Chung has worked at Thomas Keller’s the French Laundry in Yountville as well as at Bouchon, and she helped open six restaurants in Las Vegas in 13 years including CarneVino and Jose Andres’ China Poblano. She says she chose L.A. to open Ms. Chi because it offered the best opportunity to propel her cooking forward.
“It’s a melting pot and in a way, L.A. created so many iconic fusion foods like Kogi,” says Chung, who made hundreds of thousands of dumplings at the Coachella Valley Music and Arts Festival this year, and has already opened a stall at the Fields L.A., a food hall attached to the Banc of California stadium in Exposition Park. “For me, dumplings make sense.”

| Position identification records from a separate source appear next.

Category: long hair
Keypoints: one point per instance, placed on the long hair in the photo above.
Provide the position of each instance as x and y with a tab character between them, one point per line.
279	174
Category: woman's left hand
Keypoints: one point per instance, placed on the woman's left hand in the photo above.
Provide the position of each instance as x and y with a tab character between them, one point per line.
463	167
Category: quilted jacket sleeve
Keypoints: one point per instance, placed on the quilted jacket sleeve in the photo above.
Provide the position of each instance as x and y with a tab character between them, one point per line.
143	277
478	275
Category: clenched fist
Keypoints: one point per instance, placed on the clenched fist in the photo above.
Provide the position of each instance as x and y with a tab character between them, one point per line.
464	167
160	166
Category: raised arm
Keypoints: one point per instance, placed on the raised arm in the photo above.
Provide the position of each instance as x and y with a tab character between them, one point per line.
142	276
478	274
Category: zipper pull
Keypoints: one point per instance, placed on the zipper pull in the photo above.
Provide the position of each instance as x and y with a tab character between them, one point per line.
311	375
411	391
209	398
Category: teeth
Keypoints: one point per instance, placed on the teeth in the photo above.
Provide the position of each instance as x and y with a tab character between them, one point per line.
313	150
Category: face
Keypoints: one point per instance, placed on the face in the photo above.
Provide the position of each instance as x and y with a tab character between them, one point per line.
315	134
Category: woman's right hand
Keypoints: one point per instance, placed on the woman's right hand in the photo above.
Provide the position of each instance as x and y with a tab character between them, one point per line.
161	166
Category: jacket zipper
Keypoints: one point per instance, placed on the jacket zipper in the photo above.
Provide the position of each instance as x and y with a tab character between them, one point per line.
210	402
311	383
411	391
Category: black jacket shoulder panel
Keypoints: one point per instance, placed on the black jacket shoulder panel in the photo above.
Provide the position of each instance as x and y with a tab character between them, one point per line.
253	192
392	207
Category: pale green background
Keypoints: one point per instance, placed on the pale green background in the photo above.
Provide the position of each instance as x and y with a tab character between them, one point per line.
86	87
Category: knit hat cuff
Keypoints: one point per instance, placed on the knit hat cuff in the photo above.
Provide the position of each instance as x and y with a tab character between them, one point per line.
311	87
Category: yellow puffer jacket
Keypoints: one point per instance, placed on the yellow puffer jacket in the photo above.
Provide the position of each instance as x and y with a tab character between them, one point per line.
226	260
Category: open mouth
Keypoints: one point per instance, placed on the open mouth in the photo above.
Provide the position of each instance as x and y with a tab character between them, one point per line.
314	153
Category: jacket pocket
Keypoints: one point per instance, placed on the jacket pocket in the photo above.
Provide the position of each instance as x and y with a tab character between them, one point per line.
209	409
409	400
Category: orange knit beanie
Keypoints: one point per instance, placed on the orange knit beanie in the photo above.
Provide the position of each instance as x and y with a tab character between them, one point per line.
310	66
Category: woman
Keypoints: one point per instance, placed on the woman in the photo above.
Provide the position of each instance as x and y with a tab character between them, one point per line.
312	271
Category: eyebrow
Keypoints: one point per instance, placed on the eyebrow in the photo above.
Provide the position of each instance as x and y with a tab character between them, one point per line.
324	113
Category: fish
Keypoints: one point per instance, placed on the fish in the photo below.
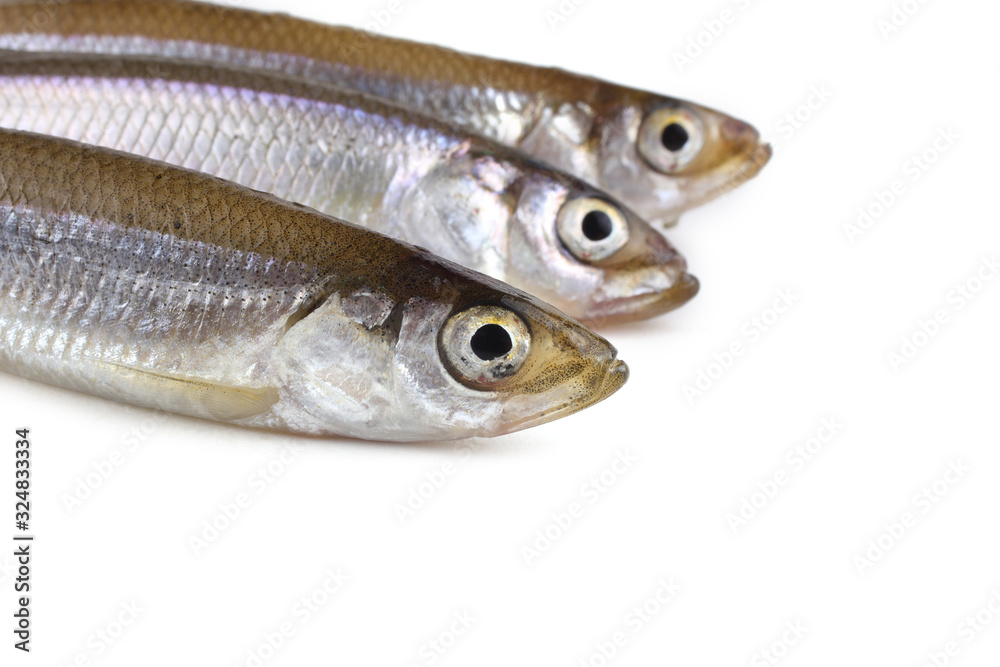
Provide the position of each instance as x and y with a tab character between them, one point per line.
659	155
161	287
359	158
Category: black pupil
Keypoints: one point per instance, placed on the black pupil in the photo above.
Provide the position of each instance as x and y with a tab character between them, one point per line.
491	341
597	225
674	137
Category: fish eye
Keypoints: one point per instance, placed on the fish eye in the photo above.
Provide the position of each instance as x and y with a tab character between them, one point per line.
670	139
592	229
485	345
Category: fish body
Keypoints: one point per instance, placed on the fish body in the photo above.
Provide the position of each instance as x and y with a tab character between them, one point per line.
466	198
659	155
149	284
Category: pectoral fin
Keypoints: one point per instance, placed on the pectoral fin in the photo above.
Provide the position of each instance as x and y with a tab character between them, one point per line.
189	396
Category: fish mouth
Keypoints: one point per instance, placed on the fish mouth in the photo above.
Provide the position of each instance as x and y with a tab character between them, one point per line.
748	164
616	374
643	306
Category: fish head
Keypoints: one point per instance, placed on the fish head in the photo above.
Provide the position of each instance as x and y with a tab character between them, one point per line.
665	156
548	233
662	156
467	356
591	256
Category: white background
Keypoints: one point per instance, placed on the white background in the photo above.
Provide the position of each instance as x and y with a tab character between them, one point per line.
795	562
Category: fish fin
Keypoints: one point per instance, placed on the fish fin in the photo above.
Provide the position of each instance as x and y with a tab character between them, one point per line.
190	396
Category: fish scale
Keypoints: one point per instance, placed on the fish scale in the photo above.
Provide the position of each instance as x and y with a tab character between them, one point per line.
595	129
253	310
383	167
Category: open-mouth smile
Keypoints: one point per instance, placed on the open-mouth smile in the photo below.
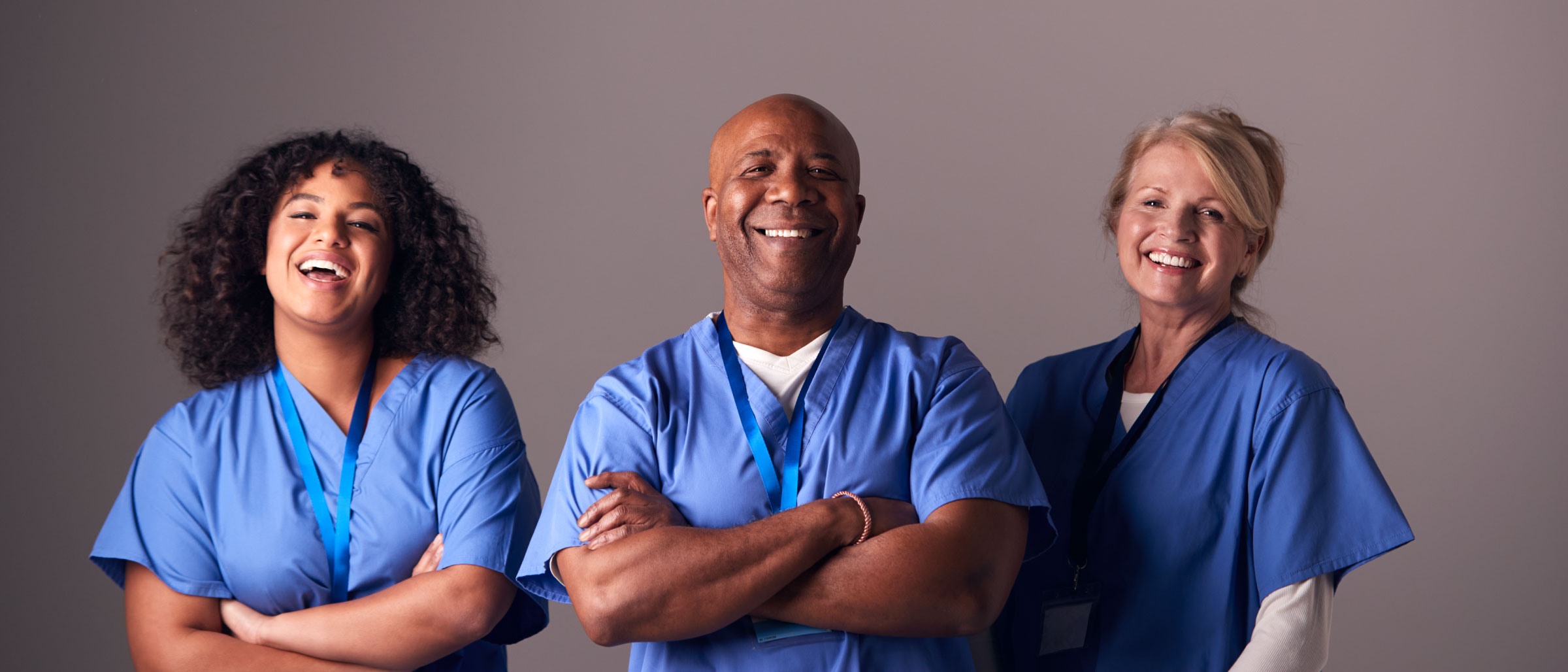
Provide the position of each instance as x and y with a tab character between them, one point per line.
1172	261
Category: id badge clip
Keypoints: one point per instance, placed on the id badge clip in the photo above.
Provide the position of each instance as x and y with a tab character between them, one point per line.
770	631
1065	619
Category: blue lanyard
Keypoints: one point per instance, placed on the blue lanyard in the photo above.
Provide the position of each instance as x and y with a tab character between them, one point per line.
778	498
336	541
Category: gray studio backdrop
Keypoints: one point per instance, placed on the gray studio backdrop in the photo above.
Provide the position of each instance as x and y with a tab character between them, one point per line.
1418	260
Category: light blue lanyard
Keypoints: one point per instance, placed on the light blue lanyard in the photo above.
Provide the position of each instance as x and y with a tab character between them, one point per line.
778	498
335	541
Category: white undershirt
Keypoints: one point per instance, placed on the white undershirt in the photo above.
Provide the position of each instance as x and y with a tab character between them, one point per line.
781	374
1291	633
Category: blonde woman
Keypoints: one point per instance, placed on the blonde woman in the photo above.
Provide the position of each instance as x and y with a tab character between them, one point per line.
1209	486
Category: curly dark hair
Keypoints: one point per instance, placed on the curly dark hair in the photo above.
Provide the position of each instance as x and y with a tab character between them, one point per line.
217	308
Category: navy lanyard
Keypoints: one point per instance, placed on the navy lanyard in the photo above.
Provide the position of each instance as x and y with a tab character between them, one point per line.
1103	458
336	541
778	498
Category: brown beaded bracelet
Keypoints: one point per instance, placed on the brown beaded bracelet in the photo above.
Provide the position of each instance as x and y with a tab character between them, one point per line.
866	529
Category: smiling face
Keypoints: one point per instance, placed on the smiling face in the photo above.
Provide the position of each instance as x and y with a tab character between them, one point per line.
785	206
328	252
1178	243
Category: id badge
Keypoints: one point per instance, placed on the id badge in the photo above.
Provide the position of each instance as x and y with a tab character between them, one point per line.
770	630
1065	620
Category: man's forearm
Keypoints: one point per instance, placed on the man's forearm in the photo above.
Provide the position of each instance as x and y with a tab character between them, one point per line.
676	583
406	626
198	649
946	577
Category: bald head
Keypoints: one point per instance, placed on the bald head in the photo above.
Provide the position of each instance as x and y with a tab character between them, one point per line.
781	115
785	208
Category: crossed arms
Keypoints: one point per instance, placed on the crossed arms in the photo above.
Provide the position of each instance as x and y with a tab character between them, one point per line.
404	627
655	579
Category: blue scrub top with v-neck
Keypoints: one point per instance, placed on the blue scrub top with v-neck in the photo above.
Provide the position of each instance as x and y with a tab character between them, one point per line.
888	413
216	503
1249	478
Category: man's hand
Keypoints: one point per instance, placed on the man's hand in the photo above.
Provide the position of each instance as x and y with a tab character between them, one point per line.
632	508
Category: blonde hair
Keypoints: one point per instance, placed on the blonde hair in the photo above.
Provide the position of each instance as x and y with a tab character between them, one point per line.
1244	163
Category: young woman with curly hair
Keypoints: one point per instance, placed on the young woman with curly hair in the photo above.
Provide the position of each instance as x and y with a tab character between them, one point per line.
328	299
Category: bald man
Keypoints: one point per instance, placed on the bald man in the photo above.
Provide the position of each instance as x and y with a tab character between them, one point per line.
789	484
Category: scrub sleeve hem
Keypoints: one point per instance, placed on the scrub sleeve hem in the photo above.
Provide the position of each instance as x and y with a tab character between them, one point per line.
493	560
937	501
545	584
115	567
1339	565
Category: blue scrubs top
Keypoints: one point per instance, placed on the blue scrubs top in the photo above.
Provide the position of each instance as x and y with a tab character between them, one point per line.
216	505
1249	478
888	415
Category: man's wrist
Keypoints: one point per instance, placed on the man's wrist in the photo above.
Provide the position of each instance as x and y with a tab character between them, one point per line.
847	520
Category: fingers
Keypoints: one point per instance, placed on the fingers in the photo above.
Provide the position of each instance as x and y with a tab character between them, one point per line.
608	522
602	506
617	534
618	479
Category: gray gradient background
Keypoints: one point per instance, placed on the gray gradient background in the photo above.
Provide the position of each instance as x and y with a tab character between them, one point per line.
1418	253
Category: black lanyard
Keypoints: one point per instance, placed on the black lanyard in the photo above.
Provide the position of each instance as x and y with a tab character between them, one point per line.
1092	479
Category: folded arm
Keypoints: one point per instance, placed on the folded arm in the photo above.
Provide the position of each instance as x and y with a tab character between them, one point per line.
676	583
941	579
176	631
406	626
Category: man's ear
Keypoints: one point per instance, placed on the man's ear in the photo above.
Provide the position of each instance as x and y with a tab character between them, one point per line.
711	212
860	216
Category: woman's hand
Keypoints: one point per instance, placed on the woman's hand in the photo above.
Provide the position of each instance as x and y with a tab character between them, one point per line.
248	626
632	508
430	560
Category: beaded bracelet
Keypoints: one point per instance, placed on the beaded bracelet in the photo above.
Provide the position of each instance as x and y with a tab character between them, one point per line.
866	529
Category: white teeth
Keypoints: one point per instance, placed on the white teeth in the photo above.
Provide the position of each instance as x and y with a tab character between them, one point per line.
311	264
788	233
1172	260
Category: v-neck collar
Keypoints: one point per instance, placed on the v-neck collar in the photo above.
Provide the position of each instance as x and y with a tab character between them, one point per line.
770	415
328	440
1181	387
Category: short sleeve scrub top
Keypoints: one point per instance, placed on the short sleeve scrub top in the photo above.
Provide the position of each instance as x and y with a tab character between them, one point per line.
216	503
1247	478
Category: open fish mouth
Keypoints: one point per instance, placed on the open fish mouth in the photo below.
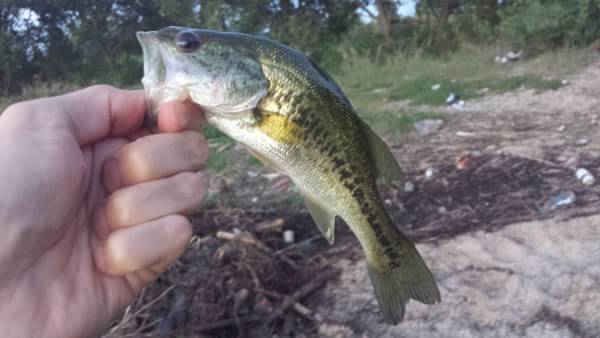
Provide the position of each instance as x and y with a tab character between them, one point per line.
154	66
157	87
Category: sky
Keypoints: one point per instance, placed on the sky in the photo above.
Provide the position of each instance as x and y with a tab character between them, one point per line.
408	8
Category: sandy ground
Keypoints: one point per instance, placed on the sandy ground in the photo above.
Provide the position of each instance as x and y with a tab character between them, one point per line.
533	279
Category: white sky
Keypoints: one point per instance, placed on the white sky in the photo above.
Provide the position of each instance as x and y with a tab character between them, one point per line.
408	9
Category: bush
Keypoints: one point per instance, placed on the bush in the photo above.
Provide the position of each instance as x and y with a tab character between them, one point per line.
540	25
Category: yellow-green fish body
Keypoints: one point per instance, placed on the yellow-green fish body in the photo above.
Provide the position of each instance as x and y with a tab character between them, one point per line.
294	117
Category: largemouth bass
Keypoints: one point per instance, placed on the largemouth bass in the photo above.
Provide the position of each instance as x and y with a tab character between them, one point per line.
293	117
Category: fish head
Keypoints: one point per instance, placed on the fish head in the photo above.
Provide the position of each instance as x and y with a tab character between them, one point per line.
215	70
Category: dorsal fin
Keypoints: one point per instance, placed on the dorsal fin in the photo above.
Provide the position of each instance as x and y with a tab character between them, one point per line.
385	163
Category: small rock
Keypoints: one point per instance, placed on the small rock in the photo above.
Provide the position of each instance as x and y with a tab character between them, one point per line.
409	187
378	90
426	127
563	198
459	105
429	173
513	56
452	98
561	158
288	236
584	176
464	133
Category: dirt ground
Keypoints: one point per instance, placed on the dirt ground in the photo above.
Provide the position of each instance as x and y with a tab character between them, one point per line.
509	262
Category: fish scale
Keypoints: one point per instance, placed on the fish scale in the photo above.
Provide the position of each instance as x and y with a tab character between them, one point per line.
292	116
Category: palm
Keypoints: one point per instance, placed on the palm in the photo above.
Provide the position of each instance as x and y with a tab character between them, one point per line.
61	267
86	221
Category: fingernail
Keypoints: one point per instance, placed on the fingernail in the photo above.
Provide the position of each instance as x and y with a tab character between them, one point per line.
111	176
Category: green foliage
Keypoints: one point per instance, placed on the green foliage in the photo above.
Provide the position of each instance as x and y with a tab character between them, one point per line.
91	41
541	25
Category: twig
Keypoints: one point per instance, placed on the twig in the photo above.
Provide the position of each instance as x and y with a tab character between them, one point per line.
244	237
275	225
297	306
227	322
304	291
297	245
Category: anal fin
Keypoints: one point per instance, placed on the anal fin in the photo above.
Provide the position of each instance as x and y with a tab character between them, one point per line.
323	217
394	287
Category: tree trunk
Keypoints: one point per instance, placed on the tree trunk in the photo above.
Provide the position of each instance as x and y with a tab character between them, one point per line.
386	10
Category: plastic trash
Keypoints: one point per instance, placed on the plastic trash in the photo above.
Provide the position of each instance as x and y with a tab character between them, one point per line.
584	176
409	187
451	98
561	199
428	126
459	105
429	173
288	236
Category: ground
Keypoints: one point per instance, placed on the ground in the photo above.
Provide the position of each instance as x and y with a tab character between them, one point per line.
509	262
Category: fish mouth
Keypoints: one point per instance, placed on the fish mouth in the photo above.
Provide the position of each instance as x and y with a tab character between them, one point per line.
154	73
157	88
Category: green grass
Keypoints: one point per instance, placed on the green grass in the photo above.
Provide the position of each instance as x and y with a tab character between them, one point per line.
397	123
469	73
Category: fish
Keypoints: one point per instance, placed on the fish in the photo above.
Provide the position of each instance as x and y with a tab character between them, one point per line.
291	115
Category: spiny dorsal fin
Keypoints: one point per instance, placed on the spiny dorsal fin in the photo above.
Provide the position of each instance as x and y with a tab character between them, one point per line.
385	163
323	217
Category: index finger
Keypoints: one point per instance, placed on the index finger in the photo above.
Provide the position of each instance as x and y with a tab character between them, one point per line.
101	111
176	116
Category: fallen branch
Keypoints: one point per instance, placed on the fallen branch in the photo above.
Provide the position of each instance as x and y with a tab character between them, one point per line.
301	293
244	237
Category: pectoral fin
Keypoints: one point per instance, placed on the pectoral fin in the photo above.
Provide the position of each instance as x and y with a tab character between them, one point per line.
323	217
385	163
265	161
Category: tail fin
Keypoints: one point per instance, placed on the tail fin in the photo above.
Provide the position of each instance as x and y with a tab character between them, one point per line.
394	287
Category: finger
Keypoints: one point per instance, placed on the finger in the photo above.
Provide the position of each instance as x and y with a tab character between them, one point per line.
100	111
156	156
176	116
153	244
140	203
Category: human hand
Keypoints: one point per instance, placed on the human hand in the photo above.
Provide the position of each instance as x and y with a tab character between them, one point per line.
87	216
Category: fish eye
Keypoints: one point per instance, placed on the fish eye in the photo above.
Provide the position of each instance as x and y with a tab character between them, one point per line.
187	41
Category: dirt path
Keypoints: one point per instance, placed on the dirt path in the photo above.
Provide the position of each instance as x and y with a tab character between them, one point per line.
529	279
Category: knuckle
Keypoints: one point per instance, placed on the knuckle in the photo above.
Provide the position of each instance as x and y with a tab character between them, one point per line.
117	211
133	163
117	258
198	147
192	185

While many of the dishes on the menu seem familiar, Chi, who hopes Chinese food will soon have “its moment,” promises her own take. Her sizzling pork potstickers are made with a Pachamama pork from Oregon and fennel; her vegan mapo tofu, inspired by lauded Sichuan chef Yu Bo, includes avocado along with roasted mushrooms and Sichuan pepper; and her Beijing zhajian mian are hand-cut traditional Northern-style noodles with a fermented bean paste from Beijing.
Ms. Chi will be open for breakfast, lunch and dinner, with counter service during the day, and full service for dinner.
Chung is making all of her own pastries (available for grab-and-go during breakfast and lunch) such as mochi doughnuts, pull-apart sticky buns with adzuki beans and citrus caramel, scallion scones and classic milk bread. There’s avocado toast on the menu — Chung makes hers with hazelnut pesto and seasonal vegetables — and her brown rice oatmeal is reminiscent of the Chinese rice porridge congee, made with a soft egg, chile oil, ginger and poached chicken.
During lunch, there are scallion pancake sandwiches, made on Chung’s version of the classic pancake.
With the sandwiches, and the dumplings, it’s Chinese flavors, but we change the presentation so people understand it.